Does eating a healthy diet mean you should be eating probiotic foods?

Does a Healthy Diet Require Probiotic Foods?

Does a healthy diet mean you should be eating probiotic foods like kimchi, drinking kombucha or taking probiotic supplements? Probiotic foods are extremely popular and are touted for their supposed health benefits. Many of us don’t even know much about what they are, yet we buy kombucha because we’ve heard that it’s good for us.


What are Probiotics and Should They Be Included in a Healthy Diet?

Some research indicates that probiotics will enhance a healthy diet.

Probiotics are live bacteria and yeasts that many researchers believe are good for you, especially your digestive system. We usually think of germs like bacteria as disease causing. But your body is full of bacteria, both good and bad. Probiotics are often called “good” or “helpful” bacteria based on their purported ability to help keep your gut healthy.

You can find probiotics in supplements and some foods, like yogurt. Doctors often suggest them to help with digestive problems.

How Do They Work?

Researchers are trying to figure out exactly how probiotics work. Some of the ways they may keep you healthy:

• When you lose “good” bacteria in your body, for example after you take antibiotics, probiotics can help replace them.

• They can help balance your “good” and “bad” bacteria to keep your body working the way it should.

What Do They Do?

Among other things, probiotics help send food through your gut by affecting nerves that control gut movement. Researchers are still trying to figure out which are best for certain health problems. Some common conditions they treat are:

• Irritable bowel syndrome
• Inflammatory bowel disease (IBD)
• Infectious diarrhea (caused by viruses, bacteria, or parasites)
• Diarrhea caused by antibiotics
There is also some research that shows they’re useful for problems in other parts of your body. For example, some people say they have helped with:
• Skin conditions, like eczema
• Urinary and vaginal health
• Preventing allergies and colds
• Oral health

But that research is now being called into question.


Probiotics: Does the Evidence Match the Hype?


A new study investigating probiotics concludes that they do not benefit all people. In fact, the way different people process probiotics varies quite a bit. So perhaps the hype got ahead of the scientific evidence.
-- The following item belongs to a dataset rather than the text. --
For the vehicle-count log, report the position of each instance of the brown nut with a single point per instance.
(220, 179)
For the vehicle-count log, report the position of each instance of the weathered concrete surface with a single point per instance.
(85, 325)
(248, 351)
As this latest research demonstrates, in human biology, things are rarely so straightforward. Many researchers believe that to date, evidence to back up many of the health claims associated with probiotics is lacking.

In this new study, researchers from the Weizmann Institute and the Tel Aviv Medical Center designed a comprehensive investigation into the effectiveness of probiotics by taking a different approach.
Senior author Eran Elinav explains the goal of the research: “People have thrown a lot of support to probiotics, even though the literature underlying our understanding of them is very controversial. We wanted to determine whether probiotics, such as the ones you buy in the supermarket, do colonize the gastrointestinal tract like they’re supposed to, and then whether these probiotics are having any impact on the human host.”


New Study on Whether Probiotics are Part of a Healthy Diet

The researchers took a new approach to determining whether probiotics should be included in a healthy diet. While most previous studies investigating probiotics assessed the species of bacteria in participants’ guts by analyzing stool samples, this type of proxy measure is not ideal. So the decided to test gut bacteria directly.

Some People Don’t Benefit from Probiotics

The study showed that some people benefit from probiotics and others do not.

In the study, scientists measured the gut bacteria directly, using endoscopies and colonoscopies.

• In all, 25 people were sampled, but only 15 progressed to the next stage.

• The team split them into two groups: one took generic probiotics, while the other took a placebo.

• Shortly after, their gut bacteria were assessed again. It was measured again for a third time, 2 months after the intervention.

• They found that some individuals simply expelled the probiotics. The team referred to them as “resisters.”

• Other people’s guts welcomed the new microbes, and they successfully colonized their gut. They named them “persisters.”

• The researchers also learned that by analyzing an individual’s original microbiome and gut gene expression, they could correctly predict who would be a persister and who would be a resister.

• Next, they compared stool analysis with direct sampling and found that there was only a partial correlation. Stool samples, it seems, are not necessarily a reliable proxy to assess gut bacteria.


Study co-author Eran Segal explains the results:

• “Although all of our probiotic-consuming volunteers showed probiotics in their stool, only some of them showed them in their gut, which is where they need to be.
• Therefore the benefits of the standard probiotics we all take can’t be as universal as we once thought.
• These results highlight the role of the gut microbiome in driving very specific clinical differences between people.”

This study suggests that probiotics are not the “magic” to a healthy diet. While some people benefit, others do not. At this point we cannot predict who will benefit, outside of this controlled testing situation. The bottom line is that probiotics should not be universally recommended to everyone as a necessary addition to a healthy diet.